Bu kadar sadakate sahip olmalarına imkan yok.
Bastırma zorlaştıkça, yüz soylunun tamamı kaçtı.
Aynı şey muhafız komutanı için de geçerliydi.
Yani, izleyici odasının ana kapısının önünde.
Adam nefesini tutuyordu.
Gözlerim bulanık.
aşırı kanama
Kırık bıçaklar ve parçalanmış mızrak ağızları okları vücudun çeşitli yerlerine gömüldü.
Yatarken ölümü beklemek garip değil.
Kaç yüz soyluyu öldürdüğünü bilmiyorum.
Bir adam dövüş sanatlarının özünü ne kadar uygularsa uygulasın, vücudunun sınırlarından kaçamazdı.

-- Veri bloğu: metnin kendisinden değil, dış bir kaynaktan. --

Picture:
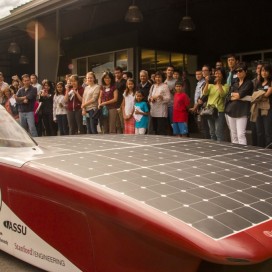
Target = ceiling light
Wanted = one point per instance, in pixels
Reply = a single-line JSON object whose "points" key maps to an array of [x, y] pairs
{"points": [[187, 23], [23, 59], [14, 48]]}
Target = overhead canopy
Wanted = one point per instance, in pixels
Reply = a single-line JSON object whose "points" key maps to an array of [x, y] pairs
{"points": [[222, 26]]}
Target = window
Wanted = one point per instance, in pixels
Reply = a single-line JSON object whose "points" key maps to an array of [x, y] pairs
{"points": [[81, 66], [148, 60], [177, 61], [121, 59]]}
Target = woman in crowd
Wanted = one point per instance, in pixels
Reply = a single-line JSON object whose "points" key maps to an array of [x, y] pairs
{"points": [[9, 103], [60, 109], [237, 109], [216, 96], [264, 121], [107, 103], [159, 96], [46, 109], [73, 97], [90, 102], [128, 107]]}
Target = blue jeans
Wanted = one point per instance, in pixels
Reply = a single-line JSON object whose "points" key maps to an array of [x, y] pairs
{"points": [[62, 124], [91, 123], [27, 121], [216, 126], [264, 129]]}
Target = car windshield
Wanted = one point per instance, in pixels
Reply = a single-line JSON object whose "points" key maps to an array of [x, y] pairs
{"points": [[11, 133]]}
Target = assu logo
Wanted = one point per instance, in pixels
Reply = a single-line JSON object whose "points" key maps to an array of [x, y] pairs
{"points": [[15, 227]]}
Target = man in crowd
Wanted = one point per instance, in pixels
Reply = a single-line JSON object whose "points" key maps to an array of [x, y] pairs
{"points": [[3, 84], [170, 81], [26, 97], [202, 123], [232, 62], [120, 83], [34, 83]]}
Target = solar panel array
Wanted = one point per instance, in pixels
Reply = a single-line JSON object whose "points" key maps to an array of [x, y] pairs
{"points": [[218, 189]]}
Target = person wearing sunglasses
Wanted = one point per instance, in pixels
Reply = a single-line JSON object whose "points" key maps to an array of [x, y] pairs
{"points": [[237, 110], [216, 94], [261, 102]]}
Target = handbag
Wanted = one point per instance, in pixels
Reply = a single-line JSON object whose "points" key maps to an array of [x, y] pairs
{"points": [[105, 111], [96, 114], [209, 110]]}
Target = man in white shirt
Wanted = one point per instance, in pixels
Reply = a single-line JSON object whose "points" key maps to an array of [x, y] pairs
{"points": [[3, 84], [34, 83]]}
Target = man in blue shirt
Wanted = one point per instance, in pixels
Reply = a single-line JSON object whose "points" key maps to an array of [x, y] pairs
{"points": [[25, 98]]}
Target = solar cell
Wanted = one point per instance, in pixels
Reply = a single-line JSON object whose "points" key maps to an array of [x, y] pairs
{"points": [[218, 189]]}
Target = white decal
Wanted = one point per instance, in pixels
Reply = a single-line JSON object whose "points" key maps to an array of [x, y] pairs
{"points": [[17, 239]]}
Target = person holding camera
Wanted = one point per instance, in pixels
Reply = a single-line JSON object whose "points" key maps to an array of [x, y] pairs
{"points": [[216, 94]]}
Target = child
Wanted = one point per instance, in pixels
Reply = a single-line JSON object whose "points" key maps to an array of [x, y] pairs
{"points": [[59, 109], [128, 107], [180, 110], [141, 112]]}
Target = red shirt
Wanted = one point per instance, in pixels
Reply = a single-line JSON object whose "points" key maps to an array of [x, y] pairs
{"points": [[181, 103], [74, 103]]}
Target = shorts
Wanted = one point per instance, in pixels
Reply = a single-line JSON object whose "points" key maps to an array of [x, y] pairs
{"points": [[180, 128]]}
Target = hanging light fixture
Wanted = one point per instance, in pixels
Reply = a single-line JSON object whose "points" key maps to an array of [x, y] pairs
{"points": [[14, 48], [134, 14], [23, 59], [186, 23]]}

Tek bir antrenman seansı bile geçirmemiş olan zayıf vücudu birçok yaraya izin verdi.
Ama adam dimdik duruyor.
İnsanüstü bir irade vücudu hareket ettirdi.
‘Zor.’
Adam acı acı güldü.
Ve biraz pişman oldum.
Yaşlı adamın dediği gibi, kılıç ustalığını özenle öğrenmiş olsaydı, bu şekilde incinmezdi.
‘Çok uzun sürmedi.’
Boynumun arkası soğuktu.
Ölüm adamın hemen arkasından geldi.
İlk yardım ile yaraların iyileştirilmesi aşamasına geçildi.
Ama…
Pişman değilim.
Zaten arenada ölmesi gereken bir hayat.
Bir şey alırsan fena değil.
Adam ancak iradeyi keşfettikten sonra fikrini değiştirdi.

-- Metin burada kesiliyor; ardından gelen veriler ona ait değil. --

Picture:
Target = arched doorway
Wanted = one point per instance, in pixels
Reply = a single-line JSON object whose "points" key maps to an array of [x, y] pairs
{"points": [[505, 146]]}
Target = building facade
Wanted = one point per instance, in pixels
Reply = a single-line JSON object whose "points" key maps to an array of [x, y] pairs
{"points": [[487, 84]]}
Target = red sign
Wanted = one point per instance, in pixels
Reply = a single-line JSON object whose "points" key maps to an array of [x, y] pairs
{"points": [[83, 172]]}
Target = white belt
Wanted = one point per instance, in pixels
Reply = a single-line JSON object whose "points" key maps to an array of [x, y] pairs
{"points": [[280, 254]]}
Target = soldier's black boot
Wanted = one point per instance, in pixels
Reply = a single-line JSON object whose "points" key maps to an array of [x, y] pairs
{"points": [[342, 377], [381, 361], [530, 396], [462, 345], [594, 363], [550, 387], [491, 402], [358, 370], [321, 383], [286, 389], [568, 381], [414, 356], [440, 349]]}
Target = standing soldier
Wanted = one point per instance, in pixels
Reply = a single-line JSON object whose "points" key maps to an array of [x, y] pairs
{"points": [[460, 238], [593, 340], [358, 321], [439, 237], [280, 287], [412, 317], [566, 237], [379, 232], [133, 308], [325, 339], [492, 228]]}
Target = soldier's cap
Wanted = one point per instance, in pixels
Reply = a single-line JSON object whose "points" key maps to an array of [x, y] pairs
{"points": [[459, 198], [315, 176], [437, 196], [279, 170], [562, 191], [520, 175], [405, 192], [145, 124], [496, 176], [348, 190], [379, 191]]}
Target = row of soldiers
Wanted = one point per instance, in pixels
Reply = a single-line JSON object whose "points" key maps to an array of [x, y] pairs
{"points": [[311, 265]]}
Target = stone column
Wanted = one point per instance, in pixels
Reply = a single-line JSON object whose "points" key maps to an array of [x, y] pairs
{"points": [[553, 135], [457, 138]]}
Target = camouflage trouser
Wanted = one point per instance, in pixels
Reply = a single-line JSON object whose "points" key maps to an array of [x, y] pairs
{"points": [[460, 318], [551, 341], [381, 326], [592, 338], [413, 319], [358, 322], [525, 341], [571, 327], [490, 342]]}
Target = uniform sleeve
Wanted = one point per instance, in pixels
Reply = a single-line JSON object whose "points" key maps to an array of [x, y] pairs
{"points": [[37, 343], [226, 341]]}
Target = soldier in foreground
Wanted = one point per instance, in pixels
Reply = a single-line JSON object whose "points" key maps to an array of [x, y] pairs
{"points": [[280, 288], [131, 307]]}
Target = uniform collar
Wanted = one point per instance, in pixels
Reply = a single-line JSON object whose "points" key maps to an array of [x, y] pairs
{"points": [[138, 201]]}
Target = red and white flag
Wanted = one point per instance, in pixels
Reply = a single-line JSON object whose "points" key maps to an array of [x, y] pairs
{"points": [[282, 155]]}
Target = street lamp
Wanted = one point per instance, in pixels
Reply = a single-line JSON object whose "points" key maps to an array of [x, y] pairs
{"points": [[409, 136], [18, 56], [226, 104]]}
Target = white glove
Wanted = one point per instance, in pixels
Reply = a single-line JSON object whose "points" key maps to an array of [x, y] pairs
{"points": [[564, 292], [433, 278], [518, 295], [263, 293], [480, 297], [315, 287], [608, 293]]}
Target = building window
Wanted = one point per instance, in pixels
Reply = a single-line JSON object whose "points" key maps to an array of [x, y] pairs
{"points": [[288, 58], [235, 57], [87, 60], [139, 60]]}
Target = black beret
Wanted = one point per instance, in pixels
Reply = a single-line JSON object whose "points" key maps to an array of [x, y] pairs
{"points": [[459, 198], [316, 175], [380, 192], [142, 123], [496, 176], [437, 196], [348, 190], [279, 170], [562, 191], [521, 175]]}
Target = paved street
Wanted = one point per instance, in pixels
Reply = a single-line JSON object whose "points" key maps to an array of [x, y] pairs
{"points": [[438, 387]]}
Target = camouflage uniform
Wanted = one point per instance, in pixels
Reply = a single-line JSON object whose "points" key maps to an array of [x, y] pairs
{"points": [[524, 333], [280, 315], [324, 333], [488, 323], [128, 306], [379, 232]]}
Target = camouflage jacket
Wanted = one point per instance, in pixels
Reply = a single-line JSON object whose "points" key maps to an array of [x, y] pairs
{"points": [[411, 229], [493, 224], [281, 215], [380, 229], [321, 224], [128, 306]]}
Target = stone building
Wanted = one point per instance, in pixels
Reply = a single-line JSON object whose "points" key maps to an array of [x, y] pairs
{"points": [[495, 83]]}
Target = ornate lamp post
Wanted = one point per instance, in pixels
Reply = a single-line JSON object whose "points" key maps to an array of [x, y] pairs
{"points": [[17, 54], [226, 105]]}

Kainil’den bir adım önce yaşlı adamın odasını ziyaret etmişti.
Var olmayan bir kurtuluş ordusu.
Adam planın başarısız olacağını fark etti.
Neden?
Adamın Kaineil ve diğerleriyle hiçbir bağı yok.
Başarısızlıklarını biliyorsanız, onu atmak normaldi.
Ama adam hareket etti.
Arenadaki muhafızları katlederek gladyatörlerin önünü açtılar.
Daha sonra kuzeydeki sarayı tek başına işgal etti ve güney kapısının savunma güçlerini topladı.
Risk altında olduğunuzu bile bile.
Ölümün beklediğini bile bile.
“Güzel!”
Adam kırmızı, yapışkan bir kan parçası kustu.
Hareketsiz durmak kolay değil.
‘Onu geride bırakmak mı istedim?’
Eğer yine de öleceksen
Eğer yeteneğinden nefret ederek öleceksen.
Belki de arkasında anlamlı bir şey bıraktıktan sonra ölmek istiyordu.
İnanmak istemiş olabilirsiniz.
Yeteneğinin birini öldürmek için var olmadığını söyledi.
Başkalarını çiğnemeye devam ettiği hayatının bir anlamı olduğunu söyledi.
Kükre -yen!
Sarayın salonlarında çıkan yangın yoğunlaşıyor.
Savaş sırasında salondaki bir lamba kırıldı ve yangın çıktı.
Alevler büyüyor, cesetleri ve kanlı halıları yutuyordu.
Adam gülümsedi.
Oldukça iyi.
Bu alev onu ve kendisini dünyadan izole edecek.
İzleyici odasına açılan kapıyı açın.
Sonra, izleyici odasının ötesinde, sarayın tahtını gördüm.